Holy fuck another potentially huge teen novel series by a Mormon author!
Cassia lives in a dystopia where people are healthy until they spontaneously kick at 80, art has been carefully curated into 100 poems, songs, etc.; and officials sort you into the proper career and marriage. (I didn’t realize Condie was LDS while I was reading the book and wondered what happens to queer people, how they get “matched” or if they all choose to be “a single.”)
It’s a book about free will and individualism, so to me it’s surprising that any observant theist would have written it, but maybe non-fundamentalist Mormons question Prophets’ authority more than the fundies in Hidden Wives?
One bit I wanted more of (and this will be a trilogy, so listen up, Ally!) is the notion of archivists as preserving the past primarily for mercenary reasons in this society where book burning is high level work and all but those top 100s have been lost.
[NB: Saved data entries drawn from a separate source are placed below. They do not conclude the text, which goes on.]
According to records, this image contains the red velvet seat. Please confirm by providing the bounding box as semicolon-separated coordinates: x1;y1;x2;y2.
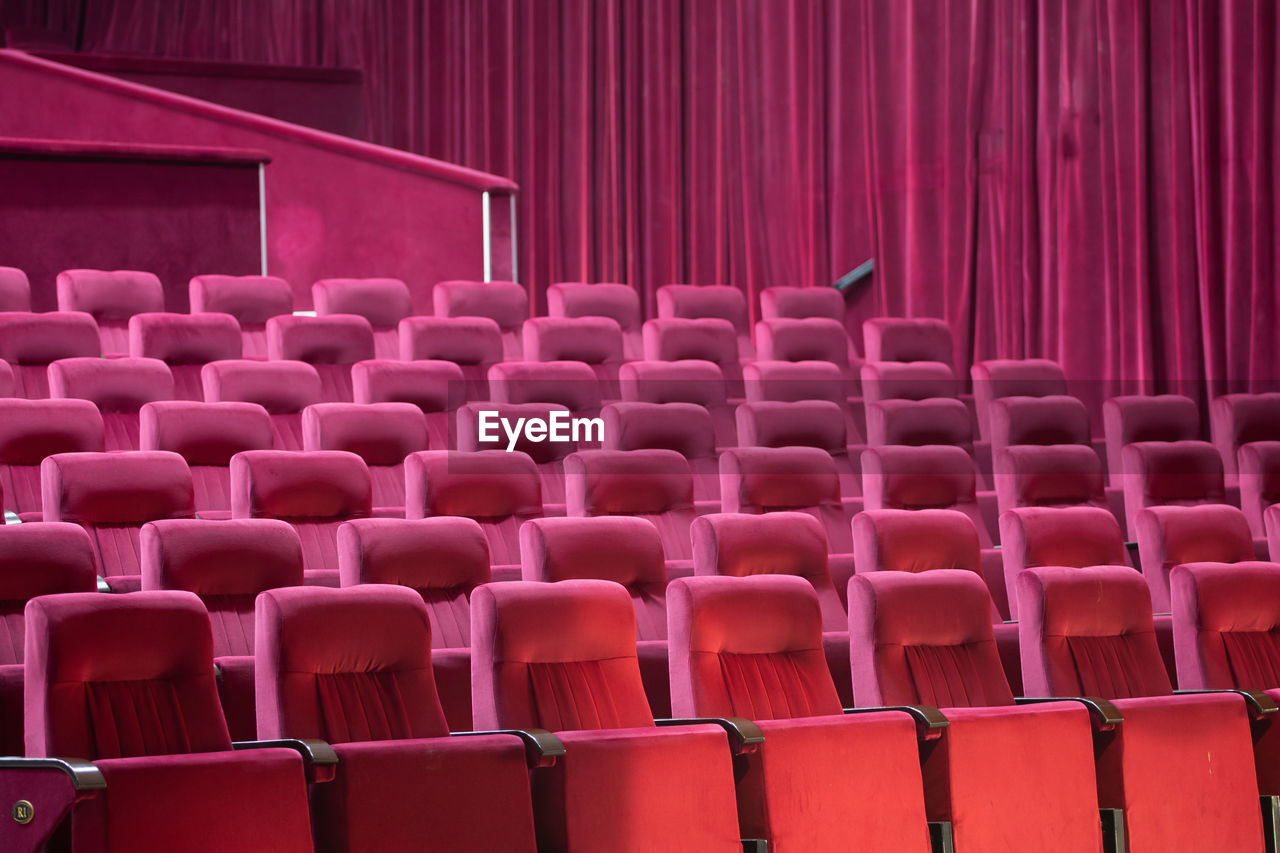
41;450;195;592
643;317;744;397
862;317;954;365
862;444;996;545
656;283;755;359
735;400;861;495
522;316;625;398
1102;394;1201;484
1240;442;1280;540
990;394;1092;457
692;511;854;704
470;578;750;852
0;522;97;756
337;516;491;731
129;312;243;400
231;449;372;587
1018;565;1271;852
1212;393;1280;485
140;401;273;518
202;359;322;450
547;282;643;359
1121;439;1228;536
565;448;699;576
455;401;575;509
0;312;101;398
865;397;972;454
140;517;303;740
399;316;504;401
432;280;528;361
189;274;294;359
256;584;543;853
1134;503;1255;612
352;359;464;449
0;399;103;520
993;444;1109;517
970;358;1068;442
755;318;859;392
49;357;174;450
859;360;957;405
760;285;844;321
849;569;1106;851
56;268;165;356
999;506;1129;617
486;361;604;439
667;574;935;852
267;314;375;403
744;359;849;403
619;359;737;447
312;277;412;359
303;402;429;513
404;450;542;580
8;591;319;853
521;516;673;716
603;401;719;501
0;266;31;311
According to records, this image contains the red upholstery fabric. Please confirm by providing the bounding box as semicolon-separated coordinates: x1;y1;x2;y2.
618;359;735;446
1240;442;1280;538
1212;393;1280;482
865;397;972;449
129;312;243;400
352;359;463;448
859;360;957;404
970;358;1068;441
1122;441;1230;535
990;394;1091;455
202;359;322;450
399;315;504;400
0;398;103;516
313;277;412;358
0;522;97;666
304;402;429;510
735;400;846;454
487;360;603;420
743;360;847;404
998;506;1128;619
760;286;844;322
56;269;165;355
0;266;31;311
719;446;852;552
755;318;850;367
523;316;624;365
0;311;100;398
600;401;717;500
432;280;528;360
547;282;643;359
862;317;954;365
656;284;753;359
189;274;294;360
993;444;1107;515
1171;561;1280;691
267;314;374;402
49;356;175;450
862;445;992;546
853;508;981;575
404;450;542;572
1102;394;1201;481
1134;504;1255;612
642;318;743;396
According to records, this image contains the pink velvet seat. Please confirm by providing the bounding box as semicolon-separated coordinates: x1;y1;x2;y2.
231;449;372;587
1241;441;1280;540
140;517;303;740
189;274;294;359
970;358;1069;442
620;359;737;447
602;401;719;501
735;400;861;496
129;312;243;400
312;277;412;359
760;285;844;321
643;317;744;397
1121;439;1228;535
547;282;643;359
303;402;429;513
486;360;604;435
656;283;755;359
0;311;101;398
744;359;850;404
432;280;528;361
0;266;31;311
1134;504;1256;612
862;444;996;545
993;444;1109;517
399;316;505;401
0;398;103;520
1212;393;1280;486
990;394;1092;457
455;401;575;510
202;359;322;450
859;360;957;405
140;401;273;518
755;317;860;392
352;359;464;449
1102;394;1201;484
49;356;174;450
522;316;625;398
56;268;165;356
862;317;954;365
865;397;973;455
267;314;375;403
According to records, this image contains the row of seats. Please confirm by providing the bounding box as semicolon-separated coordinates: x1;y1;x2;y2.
5;553;1280;852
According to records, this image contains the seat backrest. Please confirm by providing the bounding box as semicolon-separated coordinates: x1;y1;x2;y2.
0;399;104;464
267;314;376;365
352;359;465;413
848;570;1013;707
861;445;987;544
0;523;97;665
970;358;1068;440
759;286;843;322
564;449;695;559
862;317;953;365
129;313;243;364
865;398;972;449
656;284;749;336
487;361;602;413
1136;503;1254;574
852;508;982;575
859;361;956;404
547;282;641;330
1239;441;1280;536
470;578;655;730
668;574;842;719
521;516;669;640
1172;562;1280;691
755;318;849;366
189;274;293;323
0;266;31;311
692;511;845;631
1122;440;1226;532
399;315;504;364
523;316;624;365
141;401;274;464
303;402;429;464
0;311;100;368
141;518;304;656
338;517;491;649
56;268;164;321
49;356;174;413
256;585;451;741
232;450;371;522
642;317;739;368
24;590;232;759
719;446;841;513
619;359;728;407
743;360;846;404
994;444;1106;514
735;400;846;455
312;278;412;330
1017;565;1173;699
42;450;195;526
202;359;322;414
1212;393;1280;479
1102;394;1200;478
602;402;716;460
999;506;1127;619
432;280;528;332
990;395;1091;453
455;401;575;463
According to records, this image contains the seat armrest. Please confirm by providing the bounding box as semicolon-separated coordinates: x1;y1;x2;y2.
233;739;338;783
0;758;105;792
1175;689;1279;720
453;729;566;768
1015;696;1124;731
844;705;949;741
0;758;105;853
655;717;765;754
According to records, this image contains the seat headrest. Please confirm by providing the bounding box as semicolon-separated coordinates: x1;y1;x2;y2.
142;518;303;594
1136;504;1254;566
140;401;273;464
487;361;601;410
523;316;624;363
472;578;639;663
338;517;491;589
546;283;641;330
971;358;1068;397
1171;562;1280;633
202;359;322;413
0;523;98;600
692;511;831;581
42;451;194;524
866;398;972;447
862;445;977;509
303;402;429;465
49;357;174;413
759;287;843;322
0;266;31;312
642;317;738;365
669;574;827;655
565;449;693;515
602;402;716;459
619;359;727;406
521;516;666;586
432;280;528;331
0;399;104;462
189;274;293;323
992;395;1091;448
312;278;412;329
267;314;376;364
995;444;1105;507
405;450;542;520
720;446;840;511
455;402;575;463
129;312;243;364
861;317;953;364
1123;440;1225;502
849;569;998;648
1103;395;1200;445
998;506;1126;569
656;285;748;333
735;400;846;453
0;312;100;364
352;359;465;413
1240;442;1280;500
56;269;164;320
232;450;372;521
399;316;505;364
853;509;981;574
1214;393;1280;444
859;361;956;401
1016;565;1156;638
755;318;848;366
743;360;846;404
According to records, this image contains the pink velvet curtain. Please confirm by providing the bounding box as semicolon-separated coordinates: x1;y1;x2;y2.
7;0;1278;400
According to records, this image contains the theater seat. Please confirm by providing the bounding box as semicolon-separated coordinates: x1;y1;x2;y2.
141;401;274;518
1134;504;1256;612
303;402;429;514
399;316;505;401
0;398;103;520
49;357;175;450
41;450;195;592
486;361;604;434
202;359;322;450
859;360;957;405
470;578;753;852
6;591;321;853
760;285;844;322
267;314;375;402
232;450;373;586
643;318;744;397
755;318;859;392
56;268;165;356
523;316;625;398
667;574;936;852
990;394;1092;457
1212;393;1280;485
657;284;754;359
619;359;737;447
603;401;719;501
338;516;492;731
1121;440;1228;536
547;282;643;359
744;359;850;404
129;312;243;400
862;317;954;365
0;312;101;398
1102;394;1201;484
189;274;294;359
1018;565;1272;852
352;359;464;449
432;280;528;360
993;444;1109;517
455;401;575;510
312;277;412;359
521;516;673;716
865;397;973;459
0;266;31;311
970;358;1068;442
862;444;996;545
1240;442;1280;540
735;400;861;495
141;517;303;740
256;585;545;853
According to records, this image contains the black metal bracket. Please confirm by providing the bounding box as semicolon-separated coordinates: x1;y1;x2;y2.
928;820;954;853
1015;696;1124;731
656;717;765;753
845;705;949;740
1101;808;1126;853
454;728;566;767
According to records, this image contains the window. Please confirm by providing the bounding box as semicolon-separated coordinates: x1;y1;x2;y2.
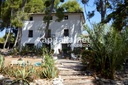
62;44;71;54
28;30;33;37
64;29;69;36
25;43;34;52
30;16;33;21
64;15;68;20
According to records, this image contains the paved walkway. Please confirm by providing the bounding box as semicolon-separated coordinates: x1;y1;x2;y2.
55;59;97;85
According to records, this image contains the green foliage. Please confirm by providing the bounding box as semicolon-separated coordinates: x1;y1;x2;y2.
44;0;60;10
54;0;60;8
1;0;22;26
2;64;48;82
83;24;128;79
0;38;4;43
61;0;83;12
41;48;58;79
11;11;28;28
103;1;128;31
43;15;52;23
73;47;82;55
0;48;58;80
81;50;94;65
42;48;54;66
2;65;36;83
10;48;19;55
3;33;15;43
20;46;29;55
25;0;45;13
55;7;64;22
13;66;35;80
42;65;58;79
44;0;51;7
83;0;127;30
20;45;43;56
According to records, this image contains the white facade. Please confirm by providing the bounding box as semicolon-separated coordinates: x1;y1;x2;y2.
21;12;85;54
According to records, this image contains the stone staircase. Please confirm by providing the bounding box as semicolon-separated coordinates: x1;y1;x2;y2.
55;59;96;85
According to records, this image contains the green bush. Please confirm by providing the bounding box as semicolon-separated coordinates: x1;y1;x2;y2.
81;50;95;65
20;45;43;56
83;24;128;79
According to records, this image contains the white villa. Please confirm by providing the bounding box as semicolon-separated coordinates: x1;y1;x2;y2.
20;12;88;54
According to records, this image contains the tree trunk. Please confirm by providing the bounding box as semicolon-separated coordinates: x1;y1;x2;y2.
45;0;55;38
13;28;19;48
100;0;104;22
14;0;26;48
3;7;14;49
17;28;22;49
3;28;10;49
100;0;107;22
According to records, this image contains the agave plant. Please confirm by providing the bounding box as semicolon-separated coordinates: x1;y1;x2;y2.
41;47;58;79
42;65;58;79
83;24;128;79
12;66;35;84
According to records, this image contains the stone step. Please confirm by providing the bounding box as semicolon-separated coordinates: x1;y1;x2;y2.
63;79;96;85
58;67;81;71
61;75;94;80
57;59;80;63
55;64;63;67
57;64;85;67
56;59;96;85
55;62;84;67
61;63;83;66
58;65;85;71
59;70;85;76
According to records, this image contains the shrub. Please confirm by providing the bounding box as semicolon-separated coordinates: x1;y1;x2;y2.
41;48;59;79
20;45;43;56
83;24;128;79
2;65;37;82
81;50;95;66
42;65;58;79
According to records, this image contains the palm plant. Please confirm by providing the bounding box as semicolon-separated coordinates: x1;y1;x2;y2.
84;24;128;79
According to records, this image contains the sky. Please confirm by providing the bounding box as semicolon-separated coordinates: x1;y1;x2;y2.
0;0;101;38
0;28;5;38
77;0;101;35
77;0;101;26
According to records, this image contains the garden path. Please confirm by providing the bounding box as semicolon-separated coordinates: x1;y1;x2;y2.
55;59;96;85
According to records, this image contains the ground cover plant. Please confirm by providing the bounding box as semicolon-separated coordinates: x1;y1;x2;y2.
0;47;58;84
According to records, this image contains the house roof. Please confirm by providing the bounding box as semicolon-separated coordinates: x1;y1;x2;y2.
29;12;85;23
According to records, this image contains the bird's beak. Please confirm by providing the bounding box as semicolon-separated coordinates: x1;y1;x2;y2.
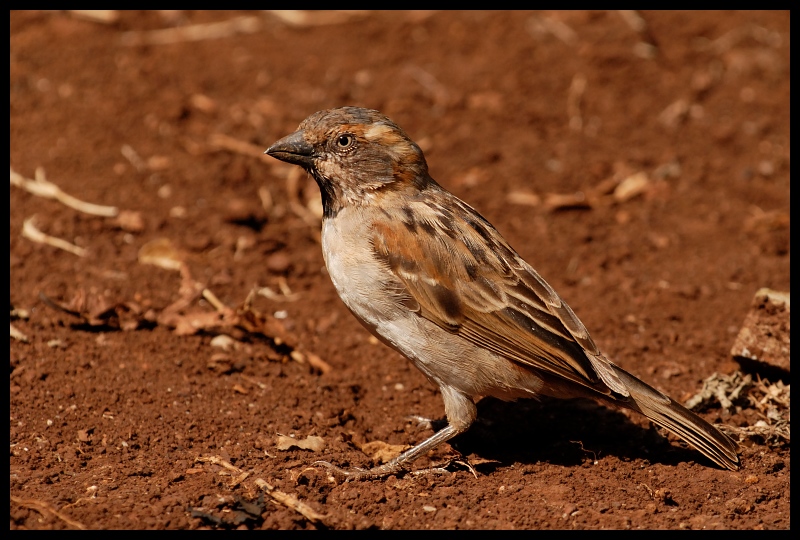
265;130;315;168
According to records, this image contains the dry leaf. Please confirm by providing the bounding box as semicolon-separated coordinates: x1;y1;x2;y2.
138;237;184;271
113;210;145;232
166;310;226;336
358;440;408;463
39;290;149;331
275;435;326;452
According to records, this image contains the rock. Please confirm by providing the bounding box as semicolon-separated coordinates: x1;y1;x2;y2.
730;288;790;374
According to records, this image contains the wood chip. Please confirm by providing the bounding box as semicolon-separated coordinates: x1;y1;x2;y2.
543;191;591;212
305;352;333;374
506;190;541;207
10;323;29;343
613;171;651;202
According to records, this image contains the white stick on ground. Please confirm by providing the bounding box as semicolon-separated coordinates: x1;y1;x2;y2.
11;167;118;217
22;215;88;257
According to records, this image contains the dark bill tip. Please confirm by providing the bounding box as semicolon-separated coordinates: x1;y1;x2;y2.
265;130;314;167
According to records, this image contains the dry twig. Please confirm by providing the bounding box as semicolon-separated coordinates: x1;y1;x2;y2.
195;456;249;487
22;215;87;257
208;133;272;164
266;10;368;27
120;144;147;172
120;15;261;46
527;15;578;46
567;73;587;131
67;10;119;24
10;495;86;530
255;478;328;525
256;276;301;303
617;10;646;33
11;167;118;217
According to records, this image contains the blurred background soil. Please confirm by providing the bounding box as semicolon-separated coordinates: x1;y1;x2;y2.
10;11;789;529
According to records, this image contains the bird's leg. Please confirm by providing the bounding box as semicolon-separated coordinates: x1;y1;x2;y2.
317;387;477;481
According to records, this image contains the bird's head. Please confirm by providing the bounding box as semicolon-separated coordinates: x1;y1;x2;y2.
266;107;432;217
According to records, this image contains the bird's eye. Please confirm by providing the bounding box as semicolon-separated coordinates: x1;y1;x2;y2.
336;133;355;150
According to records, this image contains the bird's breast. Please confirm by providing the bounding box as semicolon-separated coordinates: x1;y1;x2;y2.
321;210;404;330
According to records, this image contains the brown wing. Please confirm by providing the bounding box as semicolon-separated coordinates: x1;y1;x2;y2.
371;192;629;397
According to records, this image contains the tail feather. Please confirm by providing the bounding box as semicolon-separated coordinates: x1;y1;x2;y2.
610;365;740;471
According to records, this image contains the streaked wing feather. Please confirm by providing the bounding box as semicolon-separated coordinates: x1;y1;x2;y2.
371;194;627;396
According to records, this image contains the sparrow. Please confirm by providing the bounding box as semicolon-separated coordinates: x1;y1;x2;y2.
265;106;739;478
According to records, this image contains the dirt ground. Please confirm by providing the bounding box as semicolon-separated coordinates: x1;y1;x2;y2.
10;11;790;529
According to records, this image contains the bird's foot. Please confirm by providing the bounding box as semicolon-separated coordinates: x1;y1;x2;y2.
312;460;404;482
313;457;471;482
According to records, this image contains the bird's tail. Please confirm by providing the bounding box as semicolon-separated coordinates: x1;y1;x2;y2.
610;364;740;471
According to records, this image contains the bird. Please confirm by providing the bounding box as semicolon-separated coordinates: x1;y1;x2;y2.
265;106;739;479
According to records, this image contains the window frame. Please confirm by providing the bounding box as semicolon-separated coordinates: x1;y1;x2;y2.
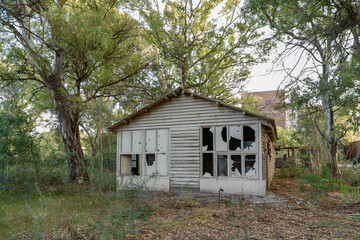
201;125;259;179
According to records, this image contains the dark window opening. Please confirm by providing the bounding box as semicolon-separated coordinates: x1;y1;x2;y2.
229;137;241;151
217;155;228;177
202;127;213;151
146;154;155;166
131;154;139;175
202;153;213;177
244;126;255;150
245;155;256;177
221;127;227;142
231;155;242;177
While reading it I contemplated what an American book this is. I wonder if people who grow up in more social societies would find sentiments like these incredibly selfish:
Who am I to want to change things, to get greedy and want more? If our Society changes and things are different, who am I to tell the girl who would have enjoyed the safe protected life that now she has to have choice and danger because of me? p. 239
That’s when I realize that the statistics the Officials give us do not matter to me. I know there are many people who are happy and I am glad for them. But this is Ky. If he is the one person who falls by the wayside while the other ninety-nine are happy and fulfilled, that is not right with me anymore. p. 241
CATS: You know a society is no good when it’s feline-free!